Project Structure - Best practices?

Hi,

We are in the early stages in getting Dundas up and running for our organization. I’m wondering how best to use projects to best address our organizational structure. We have three different agencies under our organization. Two are smaller and the third has the bulk of our departments. Example

  • Agency1
    *program1
    *program2
    *program3

  • Agency2
    *program4

  • Agency3
    *dept1
    *subdept
    *program4
    *dept2
    *subdept
    *program5
    *dept3
    *subdept
    *program6

Should we add projects on the agency, department or program level? In most cases we don’t want programs to be able to access other program data, but we would want to have a way for our exec team to view all departments.

Does the project structure need to match our organizational chart, or should we just make a project for each program?

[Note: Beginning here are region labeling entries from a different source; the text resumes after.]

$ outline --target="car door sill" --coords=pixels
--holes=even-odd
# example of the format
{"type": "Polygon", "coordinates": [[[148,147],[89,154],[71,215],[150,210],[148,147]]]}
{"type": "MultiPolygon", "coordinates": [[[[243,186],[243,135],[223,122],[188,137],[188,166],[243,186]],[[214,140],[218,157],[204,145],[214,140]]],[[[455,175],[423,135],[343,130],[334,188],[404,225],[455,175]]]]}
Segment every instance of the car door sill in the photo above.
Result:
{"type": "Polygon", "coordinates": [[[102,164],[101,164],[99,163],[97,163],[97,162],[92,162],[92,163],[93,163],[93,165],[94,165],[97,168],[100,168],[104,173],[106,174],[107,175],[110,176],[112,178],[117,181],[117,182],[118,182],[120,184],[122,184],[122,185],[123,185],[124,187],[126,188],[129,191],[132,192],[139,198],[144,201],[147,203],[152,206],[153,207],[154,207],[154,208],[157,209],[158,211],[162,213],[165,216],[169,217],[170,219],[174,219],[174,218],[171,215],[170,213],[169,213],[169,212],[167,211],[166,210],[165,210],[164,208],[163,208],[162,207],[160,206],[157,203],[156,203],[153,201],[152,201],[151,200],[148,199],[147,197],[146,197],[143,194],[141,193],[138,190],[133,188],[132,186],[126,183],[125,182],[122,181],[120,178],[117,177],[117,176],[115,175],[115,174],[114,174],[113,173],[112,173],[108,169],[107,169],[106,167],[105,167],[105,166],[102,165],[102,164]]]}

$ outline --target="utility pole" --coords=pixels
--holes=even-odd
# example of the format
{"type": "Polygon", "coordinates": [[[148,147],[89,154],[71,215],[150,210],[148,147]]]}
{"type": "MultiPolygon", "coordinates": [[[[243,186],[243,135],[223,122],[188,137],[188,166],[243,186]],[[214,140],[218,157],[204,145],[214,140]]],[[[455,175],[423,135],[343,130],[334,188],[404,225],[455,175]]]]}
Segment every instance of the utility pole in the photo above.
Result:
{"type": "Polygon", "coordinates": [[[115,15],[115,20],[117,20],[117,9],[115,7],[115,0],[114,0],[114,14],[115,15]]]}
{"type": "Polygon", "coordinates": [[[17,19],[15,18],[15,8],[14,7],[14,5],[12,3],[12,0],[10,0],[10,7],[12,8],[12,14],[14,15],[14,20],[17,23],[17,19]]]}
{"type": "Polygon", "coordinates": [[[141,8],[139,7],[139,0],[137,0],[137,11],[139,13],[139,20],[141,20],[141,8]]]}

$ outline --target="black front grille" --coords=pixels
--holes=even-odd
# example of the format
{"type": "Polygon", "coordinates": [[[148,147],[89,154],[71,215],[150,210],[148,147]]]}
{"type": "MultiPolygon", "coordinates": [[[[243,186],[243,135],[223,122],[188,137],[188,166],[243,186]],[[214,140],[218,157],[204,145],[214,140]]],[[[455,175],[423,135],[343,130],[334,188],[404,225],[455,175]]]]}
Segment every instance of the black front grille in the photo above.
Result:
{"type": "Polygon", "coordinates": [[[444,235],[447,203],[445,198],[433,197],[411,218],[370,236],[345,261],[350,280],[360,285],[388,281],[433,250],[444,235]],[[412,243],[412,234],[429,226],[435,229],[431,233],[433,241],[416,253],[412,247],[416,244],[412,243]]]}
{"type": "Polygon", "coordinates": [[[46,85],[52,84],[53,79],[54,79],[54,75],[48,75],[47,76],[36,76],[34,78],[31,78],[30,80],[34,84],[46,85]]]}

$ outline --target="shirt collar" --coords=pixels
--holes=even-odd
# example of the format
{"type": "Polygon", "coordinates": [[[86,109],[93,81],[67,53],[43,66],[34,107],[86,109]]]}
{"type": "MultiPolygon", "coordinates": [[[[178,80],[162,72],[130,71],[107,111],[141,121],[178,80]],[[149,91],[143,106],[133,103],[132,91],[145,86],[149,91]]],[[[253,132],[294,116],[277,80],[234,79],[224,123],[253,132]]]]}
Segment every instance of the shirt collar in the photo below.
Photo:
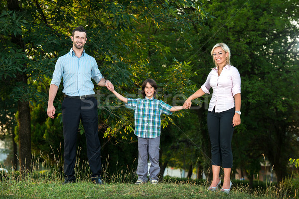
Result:
{"type": "Polygon", "coordinates": [[[154,97],[153,97],[152,98],[150,99],[150,98],[148,98],[147,96],[146,96],[146,97],[145,97],[144,100],[151,100],[152,101],[153,101],[153,100],[154,100],[154,97]]]}
{"type": "MultiPolygon", "coordinates": [[[[70,50],[70,54],[72,56],[73,56],[74,55],[76,56],[76,54],[75,54],[75,52],[74,52],[74,50],[73,50],[73,48],[71,48],[71,50],[70,50]]],[[[84,49],[83,49],[83,52],[82,53],[82,56],[84,57],[85,55],[85,50],[84,49]]]]}

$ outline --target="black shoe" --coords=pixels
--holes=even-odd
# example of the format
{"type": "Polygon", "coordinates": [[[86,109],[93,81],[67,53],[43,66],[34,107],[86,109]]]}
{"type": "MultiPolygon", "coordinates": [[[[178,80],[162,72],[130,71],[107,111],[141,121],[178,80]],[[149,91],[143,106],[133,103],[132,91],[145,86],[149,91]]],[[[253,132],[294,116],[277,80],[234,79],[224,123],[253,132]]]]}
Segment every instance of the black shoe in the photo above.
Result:
{"type": "Polygon", "coordinates": [[[62,183],[62,185],[65,185],[66,184],[68,184],[68,183],[74,183],[75,182],[76,182],[75,179],[73,179],[73,180],[65,179],[64,182],[63,183],[62,183]]]}
{"type": "Polygon", "coordinates": [[[100,178],[96,178],[96,180],[93,181],[93,182],[98,185],[103,185],[104,184],[100,178]]]}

I’ve seen multiple solutions out there and can’t say there is only way to organize your projects but I would recommend to following:

  • There is no need to match your organization chart but you should try and follow a structure that will not only be easy for you to manage but most importantly will be easy for the users to understand and follow in order to find their content. Now since you do have the option to hide elements from users in case they don’t have permissions to those elements that will greatly simplify their experience so I would recommend hiding projects and objects that users shouldn’t access unless you want them to know about this object and ask for permission to access it (that can be the goal at times). There are multiple tips about how to manage your users navigation under this blog.

  • From the administration point of view, it’s usually easier to manage permission at the project level so if users from a certain program shouldn’t access other programs I would recommend having a project per program. Note that doesn’t mean that you need to duplicate objects. For example, if multiple programs relay on the same database, I would create a single data connector for all of those programs and place it under the “Global” project so it can be accessed in all projects under the shared folder.

You can also refer to this documentation to better understand the administration options around managing projects.

2 Likes

Thank you! This makes sense. I think I will move forward using program level.

Thanks again!

If you are going to have the same dashboard for all programs but you want to make it so that they only see their data use Security Hierarchies.

I have a dashboard that is used by many different groups with in the company. I have just the one dashboard but in the data set is who that data belongs to and there is a security Hierarchy on it.
Then the different people from the different groups all get permission to that set of data when they view that dashboard.

This way you do not have to make the same dashboard for each group (filtering for just their data) over and over.

I have my projects set up not by company division, but by usage/Types of dashboards (HR, Financial, Budget, and so on).

https://www.dundas.com/Support/learning/videos-tutorials/hierarchies-time-dimensions/creating-custom-categorical-hierarchies

https://www.dundas.com/Support/learning/documentation/analyze-data/how-to/how-to-create-a-custom-user-hierarchy

https://www.dundas.com/support/support-center/support-articles/administration/set-security-hierarchy-using-the-hierarchy-filter

Let me know if that makes sense and/or helps.